Io ero più veloce, ma lui è più coraggioso. Ha un modo di correre che mi piace molto, generoso, spesso all’attacco e magari per questo perde, ma alla sua età ci sta, serve per imparare. Io sono sempre stato convinto che il primo obiettivo dello sport è far crescere una persona, dargli la giusta educazione, altrimenti sarà un fallimento. Nel ciclismo ci sono centinaia di ragazzi che smettono, che non arrivano ai vertici per uno che ce la fa, perché devi avere tante qualità non solo fisiche, ma anche e soprattutto caratteriali. Il suo è un viaggio appena iniziato.
Come mai era tra i pochi italiani a Les Herbiers?
E’ stato invitato in base ai risultati della stagione, soprattutto dell’ultimo mese. E’ stata per lui un’esperienza grandiosa, vedere tutto il contesto, ha chiuso 30° a 3’41” da Segaert. Dopo quell’esperienza è ancora più convinto di prima: ora ci vuole una vittoria, finora ancora non ci è riuscito.

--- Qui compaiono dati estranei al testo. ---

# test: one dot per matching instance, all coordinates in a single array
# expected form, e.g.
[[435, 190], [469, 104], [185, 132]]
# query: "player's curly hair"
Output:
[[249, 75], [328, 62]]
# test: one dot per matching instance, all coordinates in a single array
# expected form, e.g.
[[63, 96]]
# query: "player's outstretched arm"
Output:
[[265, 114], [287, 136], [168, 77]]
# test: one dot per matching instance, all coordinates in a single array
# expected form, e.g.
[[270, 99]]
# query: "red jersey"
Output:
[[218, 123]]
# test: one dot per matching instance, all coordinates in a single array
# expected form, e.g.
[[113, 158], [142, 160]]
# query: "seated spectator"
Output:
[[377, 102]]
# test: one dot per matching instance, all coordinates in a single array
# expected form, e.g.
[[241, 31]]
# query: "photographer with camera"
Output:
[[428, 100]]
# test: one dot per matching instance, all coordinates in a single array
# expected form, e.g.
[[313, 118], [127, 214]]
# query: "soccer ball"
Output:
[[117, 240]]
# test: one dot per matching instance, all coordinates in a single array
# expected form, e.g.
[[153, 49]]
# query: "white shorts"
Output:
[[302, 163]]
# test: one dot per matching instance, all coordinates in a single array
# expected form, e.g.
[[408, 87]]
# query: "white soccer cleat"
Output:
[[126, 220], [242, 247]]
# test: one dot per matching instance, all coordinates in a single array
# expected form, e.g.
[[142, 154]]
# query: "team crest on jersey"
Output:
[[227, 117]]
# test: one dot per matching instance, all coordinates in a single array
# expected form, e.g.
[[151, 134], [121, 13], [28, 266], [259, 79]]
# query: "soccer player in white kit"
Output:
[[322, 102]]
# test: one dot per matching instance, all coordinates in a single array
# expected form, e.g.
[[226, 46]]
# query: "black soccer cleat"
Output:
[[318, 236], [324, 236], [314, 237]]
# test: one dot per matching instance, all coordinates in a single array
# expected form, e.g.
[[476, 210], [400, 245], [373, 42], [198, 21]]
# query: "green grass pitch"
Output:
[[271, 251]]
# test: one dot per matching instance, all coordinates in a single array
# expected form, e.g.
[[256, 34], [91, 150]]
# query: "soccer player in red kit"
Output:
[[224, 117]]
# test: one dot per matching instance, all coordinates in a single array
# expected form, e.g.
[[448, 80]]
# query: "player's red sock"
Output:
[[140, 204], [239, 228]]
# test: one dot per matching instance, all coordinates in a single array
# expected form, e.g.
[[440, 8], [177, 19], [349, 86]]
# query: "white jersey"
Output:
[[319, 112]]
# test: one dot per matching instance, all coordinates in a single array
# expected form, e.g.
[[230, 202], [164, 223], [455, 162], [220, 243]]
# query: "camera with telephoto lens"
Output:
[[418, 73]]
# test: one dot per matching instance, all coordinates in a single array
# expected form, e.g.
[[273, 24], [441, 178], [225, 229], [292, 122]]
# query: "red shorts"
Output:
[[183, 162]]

Com’è il suo rapporto con la scuola?
Ottimo, frequenta il Liceo Scientifico Sportivo. Di questo abbiamo parlato molto: sa bene che per me e sua madre l’idea di privilegiare l’attività ciclistica non è un’opzione. Molti ragazzi lo fanno, lasciano gli studi e poi quando non trovano sbocchi non hanno un piano B. Devo dire che è un ragazzo con la coscienza sulle spalle, è determinato nello studio e questo ci conforta. Certamente far convivere le due cose non è semplice, l’attività ciclistica a quell’età dovrebbe anche essere commisurata agli impegni scolastici e questo non succede nella compilazione dei calendari, comunque finora abbiamo trovato nel suo istituto molta comprensione.
Parlate spesso di ciclismo e del suo futuro?
Diciamo che mi chiede molte cose su com’è l’ambiente, non solo i corridori, ma nel complesso. La vita del ciclista la sta scoprendo piano piano. L’importante è che mantenga questa serenità, comunque vada.